Il motivo principale per il quale avevo condiviso, nel 2007, la nascita del "nuovo" partito della Sinistra italiana: riformista, democratico e antifascista, era principalmente il fatto di offrire alle nuove generazioni un soggetto politico nuovo con il quale si rendeva possibile costruire una nuova società più giusta, più libera, più democratica e con una maggiore giustizia sociale ed economica. Con il PD i suoi “fondatori” intendevano costruire un Partito che potesse rappresentare innanzi tutto i lavoratori dipendenti e i soggetti più deboli della società italiana, ed essere il partito delle libertà e dei diritti di tutti, fondato sui valori e i principi della Costituzione italiana.
Le motivazioni che mi avevano portato a condividere la nascita del Partito Democratico erano in gran parte gli stessi motivi che mi avevano fatto avvicinare ed iscrivermi, più di 50 anni fa, al Partito Comunista Italiano.
Era mia convinzione che il PD era il partito dei lavoratori e dei ceti sociali più bisognosi, e che poteva garantire agli italiani (vecchi e nuovi) quei valori di libertà, democrazia, giustizia sociale ed economica conquistati dalla Resistenza e sanciti dalla Costituzione italiana.
Con le scelte politiche e governative attuate dal segretario-presidente Matteo Renzi in questi ultimi anni, il PD è cambiato profondamente: un’altra cosa da quello costituito nel 2007. Io mi ero iscritto al PD per i valori che quel partito esprimeva: democrazia, libertà, uguaglianza, giustizia sociale, solidarietà. Ma lo ero anche perché il PD era un partito collettivo e non personale, come è diventato con Renzi. Per dirla alla Bersani erano una "ditta" dove a decidere erano un organismo collettivo e non una sola persona, come è oggi il PD.
Ho dedicato una vita alla politica (onesta, pulita, fatta nell'interesse della cosa pubblica e a favore dei ceti sociali più bisognosi; e senza mai guadagnarci nulla, anzi!). L'ho fatto in modo attivo, impegnandomi anche in tutte le campagne elettorali fatte, con lo scopo di far vincere il/la candidato/a che il partito candidava e per i suoi contenuti programmatici che erano spesso all'opposto di quelli espressi dai partiti di destra.
Io appartengo a quella sinistra che si è impegnata, sempre, per far vincere chi candidava il partito, e per far realizzare i programmi e le idee scelti.
L’affermazione, fatta Genova: "C'è un solo PD, ma ci sono due sinistre: una che vuole cambiare e vincere. L'altra alla quale piace perdere e far perdere", mi fa sorgere parecchie perplessità!

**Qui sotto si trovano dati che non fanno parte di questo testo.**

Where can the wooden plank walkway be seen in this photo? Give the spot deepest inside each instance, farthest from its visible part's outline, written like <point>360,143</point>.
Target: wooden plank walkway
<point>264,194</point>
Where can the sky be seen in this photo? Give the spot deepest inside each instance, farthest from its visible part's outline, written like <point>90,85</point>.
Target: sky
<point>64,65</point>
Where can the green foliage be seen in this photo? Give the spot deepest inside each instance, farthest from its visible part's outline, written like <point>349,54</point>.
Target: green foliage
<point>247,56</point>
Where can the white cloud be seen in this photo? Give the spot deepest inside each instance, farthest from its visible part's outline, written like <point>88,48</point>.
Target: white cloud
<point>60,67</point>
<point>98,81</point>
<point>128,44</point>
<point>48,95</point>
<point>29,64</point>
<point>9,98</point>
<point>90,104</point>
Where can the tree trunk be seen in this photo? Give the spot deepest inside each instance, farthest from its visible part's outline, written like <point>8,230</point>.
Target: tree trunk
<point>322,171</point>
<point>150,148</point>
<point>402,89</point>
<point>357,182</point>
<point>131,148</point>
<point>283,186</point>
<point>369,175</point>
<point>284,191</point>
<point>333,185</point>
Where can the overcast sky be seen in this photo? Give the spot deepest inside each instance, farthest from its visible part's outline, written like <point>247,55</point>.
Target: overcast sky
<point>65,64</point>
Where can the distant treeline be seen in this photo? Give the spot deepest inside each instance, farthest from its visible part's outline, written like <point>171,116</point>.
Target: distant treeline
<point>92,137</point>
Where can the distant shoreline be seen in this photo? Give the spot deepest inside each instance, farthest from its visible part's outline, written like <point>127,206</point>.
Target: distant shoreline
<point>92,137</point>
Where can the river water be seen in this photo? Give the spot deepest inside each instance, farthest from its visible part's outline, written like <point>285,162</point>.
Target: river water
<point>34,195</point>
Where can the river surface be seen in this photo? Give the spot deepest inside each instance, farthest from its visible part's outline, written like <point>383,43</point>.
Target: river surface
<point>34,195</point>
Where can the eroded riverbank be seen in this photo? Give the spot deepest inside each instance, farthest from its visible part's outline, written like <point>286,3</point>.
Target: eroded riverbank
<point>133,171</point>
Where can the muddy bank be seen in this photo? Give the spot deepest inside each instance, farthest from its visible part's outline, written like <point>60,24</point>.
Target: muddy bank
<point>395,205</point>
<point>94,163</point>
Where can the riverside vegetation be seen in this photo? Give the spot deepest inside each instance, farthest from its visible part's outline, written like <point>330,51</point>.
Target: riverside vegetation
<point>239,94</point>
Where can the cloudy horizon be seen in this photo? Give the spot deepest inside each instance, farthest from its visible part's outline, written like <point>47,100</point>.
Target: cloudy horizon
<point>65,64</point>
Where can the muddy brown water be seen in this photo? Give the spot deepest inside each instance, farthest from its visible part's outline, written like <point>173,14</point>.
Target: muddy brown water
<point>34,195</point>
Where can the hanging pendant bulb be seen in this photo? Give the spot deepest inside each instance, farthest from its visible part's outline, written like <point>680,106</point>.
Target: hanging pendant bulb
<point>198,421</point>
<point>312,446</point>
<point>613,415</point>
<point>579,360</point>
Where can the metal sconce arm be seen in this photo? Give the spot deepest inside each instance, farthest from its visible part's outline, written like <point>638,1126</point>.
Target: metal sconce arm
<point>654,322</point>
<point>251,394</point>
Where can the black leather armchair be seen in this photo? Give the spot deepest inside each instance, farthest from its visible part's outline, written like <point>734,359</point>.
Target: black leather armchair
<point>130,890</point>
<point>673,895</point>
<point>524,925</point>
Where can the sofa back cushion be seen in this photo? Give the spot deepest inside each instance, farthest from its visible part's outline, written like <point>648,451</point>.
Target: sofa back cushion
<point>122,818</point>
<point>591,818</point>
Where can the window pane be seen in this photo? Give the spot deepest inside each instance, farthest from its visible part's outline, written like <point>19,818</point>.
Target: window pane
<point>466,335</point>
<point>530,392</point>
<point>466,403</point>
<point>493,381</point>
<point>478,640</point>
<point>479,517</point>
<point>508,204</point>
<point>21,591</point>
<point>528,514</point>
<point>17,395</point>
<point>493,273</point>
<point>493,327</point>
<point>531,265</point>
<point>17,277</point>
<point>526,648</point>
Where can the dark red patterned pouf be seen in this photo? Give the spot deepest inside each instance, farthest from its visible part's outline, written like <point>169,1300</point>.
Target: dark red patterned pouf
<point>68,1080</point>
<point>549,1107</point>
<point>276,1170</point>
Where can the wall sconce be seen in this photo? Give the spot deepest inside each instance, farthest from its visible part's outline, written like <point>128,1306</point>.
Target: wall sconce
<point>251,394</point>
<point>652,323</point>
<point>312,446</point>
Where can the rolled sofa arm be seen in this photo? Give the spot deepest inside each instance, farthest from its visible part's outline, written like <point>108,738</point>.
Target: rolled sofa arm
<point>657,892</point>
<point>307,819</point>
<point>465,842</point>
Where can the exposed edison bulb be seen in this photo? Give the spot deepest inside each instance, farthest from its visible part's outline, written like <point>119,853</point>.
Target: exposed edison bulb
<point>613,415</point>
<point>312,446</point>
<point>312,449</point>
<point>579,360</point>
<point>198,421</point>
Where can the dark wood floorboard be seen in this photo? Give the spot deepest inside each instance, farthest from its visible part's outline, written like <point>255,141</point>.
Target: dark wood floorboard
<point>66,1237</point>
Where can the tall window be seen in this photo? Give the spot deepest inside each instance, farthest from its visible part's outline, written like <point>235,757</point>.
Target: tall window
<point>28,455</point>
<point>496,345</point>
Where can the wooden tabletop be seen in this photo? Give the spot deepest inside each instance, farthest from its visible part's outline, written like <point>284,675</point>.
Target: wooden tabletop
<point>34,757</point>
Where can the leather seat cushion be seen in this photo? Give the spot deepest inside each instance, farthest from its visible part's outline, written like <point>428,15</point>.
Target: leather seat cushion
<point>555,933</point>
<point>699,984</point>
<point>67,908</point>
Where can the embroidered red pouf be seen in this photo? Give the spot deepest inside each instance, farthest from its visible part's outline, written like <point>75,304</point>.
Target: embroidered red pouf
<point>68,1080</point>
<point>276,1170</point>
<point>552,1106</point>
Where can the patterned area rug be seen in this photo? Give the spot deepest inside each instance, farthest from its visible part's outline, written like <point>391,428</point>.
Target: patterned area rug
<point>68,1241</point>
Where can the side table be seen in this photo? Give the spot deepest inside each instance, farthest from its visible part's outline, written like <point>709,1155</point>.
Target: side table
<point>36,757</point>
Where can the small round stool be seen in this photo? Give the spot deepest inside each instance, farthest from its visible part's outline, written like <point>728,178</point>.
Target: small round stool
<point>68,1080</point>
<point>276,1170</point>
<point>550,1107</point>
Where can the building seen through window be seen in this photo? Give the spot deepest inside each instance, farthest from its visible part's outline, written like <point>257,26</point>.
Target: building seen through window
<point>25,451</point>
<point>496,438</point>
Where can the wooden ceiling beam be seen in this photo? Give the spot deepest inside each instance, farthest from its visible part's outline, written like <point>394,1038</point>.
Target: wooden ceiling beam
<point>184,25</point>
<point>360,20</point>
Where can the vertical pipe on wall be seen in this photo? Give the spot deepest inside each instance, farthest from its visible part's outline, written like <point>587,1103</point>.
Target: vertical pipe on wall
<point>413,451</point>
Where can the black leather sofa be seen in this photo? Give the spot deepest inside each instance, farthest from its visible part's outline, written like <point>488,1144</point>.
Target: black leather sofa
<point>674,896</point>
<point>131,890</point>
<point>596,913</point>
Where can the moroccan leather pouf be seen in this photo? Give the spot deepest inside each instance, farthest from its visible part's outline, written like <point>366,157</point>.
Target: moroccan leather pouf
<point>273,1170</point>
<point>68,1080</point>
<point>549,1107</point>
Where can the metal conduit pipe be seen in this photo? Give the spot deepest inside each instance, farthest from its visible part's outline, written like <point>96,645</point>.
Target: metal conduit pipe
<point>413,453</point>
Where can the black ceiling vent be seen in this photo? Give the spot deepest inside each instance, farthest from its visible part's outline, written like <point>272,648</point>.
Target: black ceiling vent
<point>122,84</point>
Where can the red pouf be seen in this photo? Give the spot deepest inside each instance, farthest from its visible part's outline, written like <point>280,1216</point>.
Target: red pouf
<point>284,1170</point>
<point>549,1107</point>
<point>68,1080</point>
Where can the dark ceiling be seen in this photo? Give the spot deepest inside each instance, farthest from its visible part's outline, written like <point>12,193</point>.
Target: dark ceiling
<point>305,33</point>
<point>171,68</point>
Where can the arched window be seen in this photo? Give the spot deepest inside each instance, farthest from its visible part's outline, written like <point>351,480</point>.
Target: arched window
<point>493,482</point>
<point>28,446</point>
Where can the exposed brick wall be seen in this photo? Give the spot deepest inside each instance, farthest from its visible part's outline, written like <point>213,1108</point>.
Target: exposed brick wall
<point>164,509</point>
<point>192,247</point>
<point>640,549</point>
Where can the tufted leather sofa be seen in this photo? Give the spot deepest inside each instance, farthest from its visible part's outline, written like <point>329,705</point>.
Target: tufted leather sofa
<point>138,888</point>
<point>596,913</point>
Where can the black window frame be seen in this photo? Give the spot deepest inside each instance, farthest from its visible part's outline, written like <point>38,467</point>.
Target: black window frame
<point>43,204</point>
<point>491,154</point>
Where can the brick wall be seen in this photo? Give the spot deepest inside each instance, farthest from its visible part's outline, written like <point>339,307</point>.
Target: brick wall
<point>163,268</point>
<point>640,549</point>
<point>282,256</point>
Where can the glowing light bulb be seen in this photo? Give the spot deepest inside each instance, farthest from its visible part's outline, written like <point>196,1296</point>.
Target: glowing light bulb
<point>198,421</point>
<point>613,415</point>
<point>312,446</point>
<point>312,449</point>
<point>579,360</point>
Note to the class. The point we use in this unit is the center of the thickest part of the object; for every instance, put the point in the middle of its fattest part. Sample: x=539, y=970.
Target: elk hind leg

Il mio auspicio è che quel nuovo modo di fare politica per il quale il PD è nato si concretizzi sempre di più con fatti efficaci, anche per ridare alla politica quella dignità politica e morale perdute dai tanti, troppi, episodi di corruzione, di malaffare e di illeciti di ogni genere compiuti anche da politici senza scrupoli e privi di ogni morale e senso dello Stato. Su questo aspetto c'è da dire che i partiti di Destra (Pdl e Ln per primi) detengono il triste primato di inquisiti e di condannati, anche se diversi personaggi di “sinistra” (?) si sono macchiati di reati. La profonda differenza esistente tra i diversi schieramenti è che mentre i partiti di destra “blindano” e difendono “a prescindere” i loro politici e dirigenti indagati, il PD li ha sempre sospesi dal partito lasciando alla Magistratura gli accertamenti dei reati contestati!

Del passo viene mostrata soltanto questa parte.